A deal on the EU's 2030 goals will prove challenging amid disagreements on how aggressively the bloc should reduce emissions, boost renewable and improve energy savings.

Difficult negotiations

Eastern European countries, most notably Poland, are considered the biggest hurdle. Many of them are still reliant on polluting energy sources such as coal and worry about the new targets driving up electricity prices and proving harmful for their economies.

"Difficult negotiations lie ahead," German Chancellor Angela Merkel warned last week. "All member states must make a fair contribution."

On the table are three climate targets that the bloc would agree to implement between 2020 and 2030, also to give the energy industry long-term predictability.

The European Commission has proposed requiring a 40% cut in carbon dioxide emissions, based on 1990 levels. It would also like to derive at least 27% of EU energy from renewable sources and cut energy consumption by 30 per cent.

Some countries want more ambitious targets, with Sweden, for example, calling for a 50% cut in emissions.

Support measures for poor countries

Lower goals are also under discussion. Part of a compromise could be reducing the energy savings target to 27%, according to diplomats.

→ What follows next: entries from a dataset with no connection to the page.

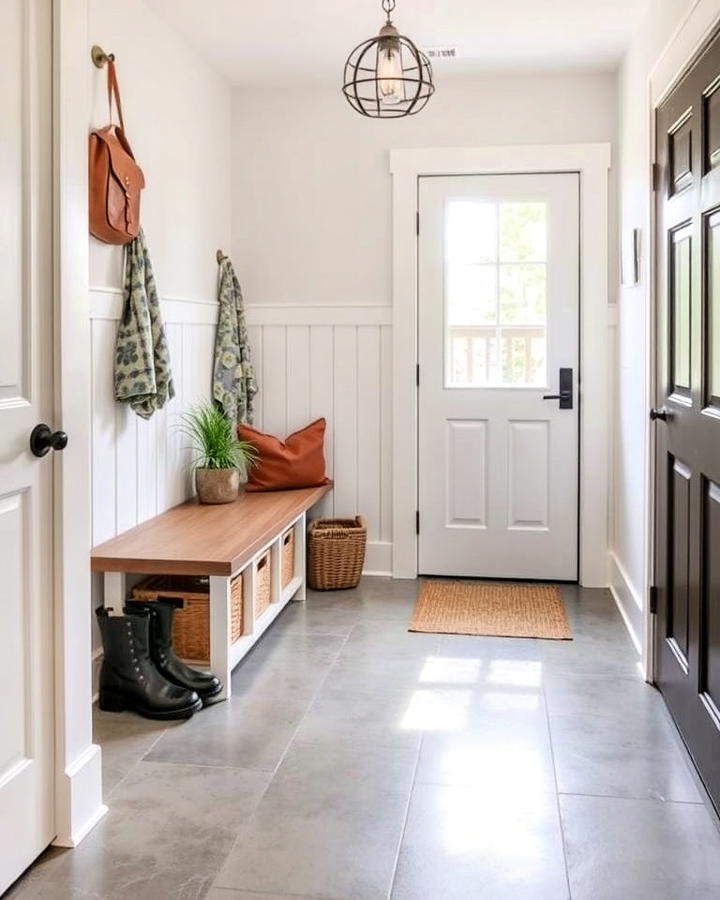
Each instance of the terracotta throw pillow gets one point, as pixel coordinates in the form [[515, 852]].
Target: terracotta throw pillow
[[297, 462]]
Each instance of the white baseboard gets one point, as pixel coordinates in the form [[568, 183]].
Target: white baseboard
[[627, 599], [378, 558], [79, 798]]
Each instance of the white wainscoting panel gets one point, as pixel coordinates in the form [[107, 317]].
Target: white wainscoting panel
[[334, 362], [310, 361]]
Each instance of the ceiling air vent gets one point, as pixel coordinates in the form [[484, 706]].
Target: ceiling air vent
[[441, 52]]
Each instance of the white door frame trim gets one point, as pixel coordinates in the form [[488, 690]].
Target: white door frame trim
[[78, 783], [591, 162], [688, 39]]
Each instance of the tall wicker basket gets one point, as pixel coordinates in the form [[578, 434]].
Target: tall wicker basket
[[336, 553]]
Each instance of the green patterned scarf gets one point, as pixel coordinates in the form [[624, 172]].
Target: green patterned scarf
[[143, 377], [234, 383]]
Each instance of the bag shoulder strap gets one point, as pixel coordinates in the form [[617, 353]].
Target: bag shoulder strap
[[114, 92]]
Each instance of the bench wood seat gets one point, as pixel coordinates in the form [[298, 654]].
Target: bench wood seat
[[219, 542]]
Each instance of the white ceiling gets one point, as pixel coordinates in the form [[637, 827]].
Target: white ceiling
[[273, 41]]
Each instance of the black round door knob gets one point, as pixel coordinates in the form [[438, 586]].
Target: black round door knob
[[43, 440]]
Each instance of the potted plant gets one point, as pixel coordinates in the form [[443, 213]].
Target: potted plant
[[218, 455]]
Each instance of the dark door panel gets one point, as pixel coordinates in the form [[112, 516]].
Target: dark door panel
[[687, 489]]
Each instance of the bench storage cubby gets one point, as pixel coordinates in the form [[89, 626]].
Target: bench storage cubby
[[235, 567]]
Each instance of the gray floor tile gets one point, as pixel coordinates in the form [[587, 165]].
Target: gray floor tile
[[125, 738], [360, 717], [570, 693], [586, 655], [230, 894], [481, 647], [166, 835], [620, 757], [505, 752], [462, 843], [329, 825], [372, 638], [299, 786], [309, 618], [223, 735], [644, 850]]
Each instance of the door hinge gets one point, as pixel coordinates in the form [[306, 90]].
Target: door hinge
[[653, 600], [655, 176]]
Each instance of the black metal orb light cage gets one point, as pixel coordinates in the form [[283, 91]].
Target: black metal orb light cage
[[387, 77]]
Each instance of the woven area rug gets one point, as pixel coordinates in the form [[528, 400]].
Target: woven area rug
[[491, 608]]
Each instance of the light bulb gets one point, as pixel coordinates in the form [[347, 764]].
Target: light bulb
[[391, 86]]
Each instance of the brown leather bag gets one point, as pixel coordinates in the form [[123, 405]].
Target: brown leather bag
[[115, 178]]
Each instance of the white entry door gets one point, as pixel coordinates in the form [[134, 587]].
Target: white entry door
[[26, 359], [498, 331]]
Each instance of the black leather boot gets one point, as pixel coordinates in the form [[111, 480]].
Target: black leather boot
[[162, 612], [128, 676]]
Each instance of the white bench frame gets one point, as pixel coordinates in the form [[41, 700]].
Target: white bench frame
[[224, 655]]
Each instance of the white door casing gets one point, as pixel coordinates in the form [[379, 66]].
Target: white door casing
[[591, 162], [27, 823], [498, 315]]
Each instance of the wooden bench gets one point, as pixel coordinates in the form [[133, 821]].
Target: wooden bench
[[219, 542]]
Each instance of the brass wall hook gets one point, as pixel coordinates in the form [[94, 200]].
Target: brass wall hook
[[100, 57]]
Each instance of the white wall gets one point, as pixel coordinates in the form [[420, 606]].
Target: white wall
[[628, 532], [312, 185], [178, 116], [312, 246]]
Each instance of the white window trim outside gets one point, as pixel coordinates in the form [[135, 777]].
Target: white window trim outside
[[591, 162]]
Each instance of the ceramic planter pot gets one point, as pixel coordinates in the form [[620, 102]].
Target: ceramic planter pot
[[217, 485]]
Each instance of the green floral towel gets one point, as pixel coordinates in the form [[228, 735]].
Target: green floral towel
[[234, 383], [142, 361]]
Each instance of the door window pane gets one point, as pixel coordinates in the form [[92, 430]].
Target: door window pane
[[495, 294], [523, 356], [714, 310], [681, 313], [523, 232], [522, 294], [472, 294], [471, 232]]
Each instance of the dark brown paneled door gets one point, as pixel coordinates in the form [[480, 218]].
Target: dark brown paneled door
[[687, 545]]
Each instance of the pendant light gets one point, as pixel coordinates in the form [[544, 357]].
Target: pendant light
[[387, 77]]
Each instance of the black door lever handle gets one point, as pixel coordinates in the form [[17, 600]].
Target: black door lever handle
[[565, 394], [661, 414]]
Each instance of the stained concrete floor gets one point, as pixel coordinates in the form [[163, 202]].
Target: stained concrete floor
[[357, 761]]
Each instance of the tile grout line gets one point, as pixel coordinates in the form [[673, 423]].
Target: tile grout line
[[406, 816], [136, 763], [409, 801], [557, 793], [280, 761]]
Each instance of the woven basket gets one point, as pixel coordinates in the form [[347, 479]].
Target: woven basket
[[262, 583], [288, 556], [191, 626], [336, 553]]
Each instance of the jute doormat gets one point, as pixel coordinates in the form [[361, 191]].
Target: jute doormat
[[491, 608]]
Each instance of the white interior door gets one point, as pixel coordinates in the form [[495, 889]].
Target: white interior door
[[498, 319], [26, 564]]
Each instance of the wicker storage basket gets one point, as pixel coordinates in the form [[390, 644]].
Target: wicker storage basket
[[262, 583], [288, 556], [191, 628], [336, 553]]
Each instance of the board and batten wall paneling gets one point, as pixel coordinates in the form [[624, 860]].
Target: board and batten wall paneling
[[310, 362], [334, 362]]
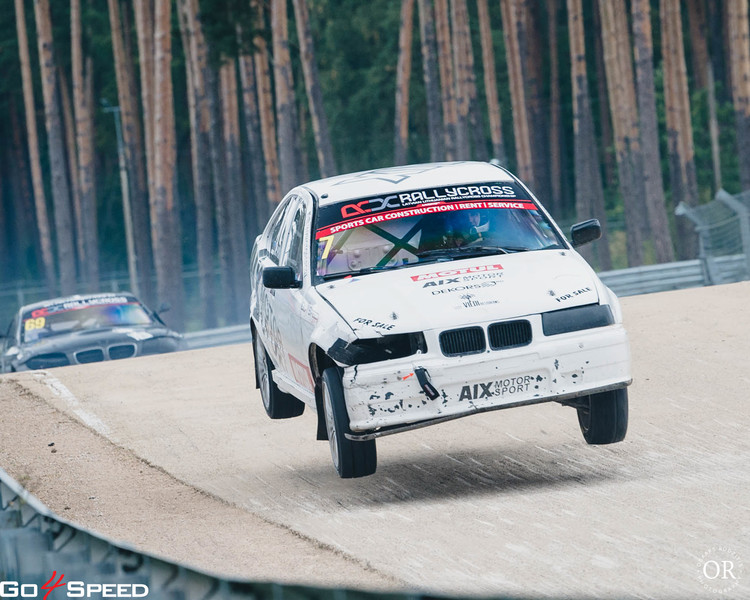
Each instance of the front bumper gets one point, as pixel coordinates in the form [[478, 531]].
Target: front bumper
[[386, 396]]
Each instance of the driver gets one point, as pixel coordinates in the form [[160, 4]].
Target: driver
[[472, 230]]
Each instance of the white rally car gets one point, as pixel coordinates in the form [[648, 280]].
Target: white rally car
[[397, 298]]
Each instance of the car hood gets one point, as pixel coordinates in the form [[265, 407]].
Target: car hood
[[97, 338], [451, 294]]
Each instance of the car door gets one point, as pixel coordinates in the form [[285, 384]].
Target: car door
[[297, 316], [267, 309]]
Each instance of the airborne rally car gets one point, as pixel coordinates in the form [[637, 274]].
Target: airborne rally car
[[83, 329], [402, 297]]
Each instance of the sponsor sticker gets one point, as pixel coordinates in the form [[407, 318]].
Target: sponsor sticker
[[454, 272]]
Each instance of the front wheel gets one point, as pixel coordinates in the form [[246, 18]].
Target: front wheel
[[603, 417], [278, 404], [351, 459]]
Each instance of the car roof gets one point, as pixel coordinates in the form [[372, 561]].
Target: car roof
[[77, 298], [404, 178]]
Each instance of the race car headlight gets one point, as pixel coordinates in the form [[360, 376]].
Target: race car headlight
[[377, 349], [576, 319]]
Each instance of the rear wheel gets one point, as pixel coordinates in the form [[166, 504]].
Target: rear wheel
[[603, 417], [351, 459], [278, 404]]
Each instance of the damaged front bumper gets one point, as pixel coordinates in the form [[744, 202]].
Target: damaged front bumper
[[388, 397]]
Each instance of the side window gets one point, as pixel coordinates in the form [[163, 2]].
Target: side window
[[296, 239], [275, 233]]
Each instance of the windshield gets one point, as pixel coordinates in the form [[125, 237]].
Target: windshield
[[81, 315], [358, 236]]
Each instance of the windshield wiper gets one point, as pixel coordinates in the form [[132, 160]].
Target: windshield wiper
[[363, 271]]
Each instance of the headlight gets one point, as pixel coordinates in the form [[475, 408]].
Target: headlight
[[378, 349], [576, 319]]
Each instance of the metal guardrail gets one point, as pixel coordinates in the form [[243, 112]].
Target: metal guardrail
[[673, 276], [221, 336]]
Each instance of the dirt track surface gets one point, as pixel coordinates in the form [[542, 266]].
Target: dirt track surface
[[175, 455]]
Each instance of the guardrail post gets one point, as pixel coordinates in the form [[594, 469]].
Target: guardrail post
[[711, 274], [744, 215]]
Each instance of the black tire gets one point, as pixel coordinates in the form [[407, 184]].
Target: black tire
[[351, 459], [604, 417], [278, 404]]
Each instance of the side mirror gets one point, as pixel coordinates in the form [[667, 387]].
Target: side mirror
[[280, 278], [585, 232]]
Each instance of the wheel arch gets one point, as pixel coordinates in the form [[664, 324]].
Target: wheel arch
[[319, 362]]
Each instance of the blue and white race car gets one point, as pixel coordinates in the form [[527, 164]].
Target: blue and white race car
[[83, 329], [402, 297]]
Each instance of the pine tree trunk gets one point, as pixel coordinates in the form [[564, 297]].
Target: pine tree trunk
[[697, 22], [447, 79], [56, 146], [26, 239], [532, 42], [40, 202], [195, 65], [219, 174], [71, 154], [403, 77], [524, 163], [654, 187], [255, 143], [679, 126], [617, 52], [135, 190], [463, 73], [740, 66], [240, 273], [164, 212], [82, 67], [430, 77], [285, 103], [265, 109], [144, 25], [326, 162], [555, 131], [605, 121], [589, 192]]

Support measures for poorer countries are also likely to prove key, as part of the bid to win over the eastern European sceptics.

Heavyweight Britain remains to be convinced. It has been pushing against EU targets on renewables and efficiency, arguing that flexibility is needed.

There are additional concerns that the EU could put its competitiveness at risk by being too ambitious, if major polluters such as the United States and China then end up dragging their feet.

But the leaders are under pressure to deliver for several political reasons, including the fact that the EU is keen to decrease its energy dependence on Russia.

The leaders will also discuss the Ebola outbreak in West Africa and the crisis in Ukraine.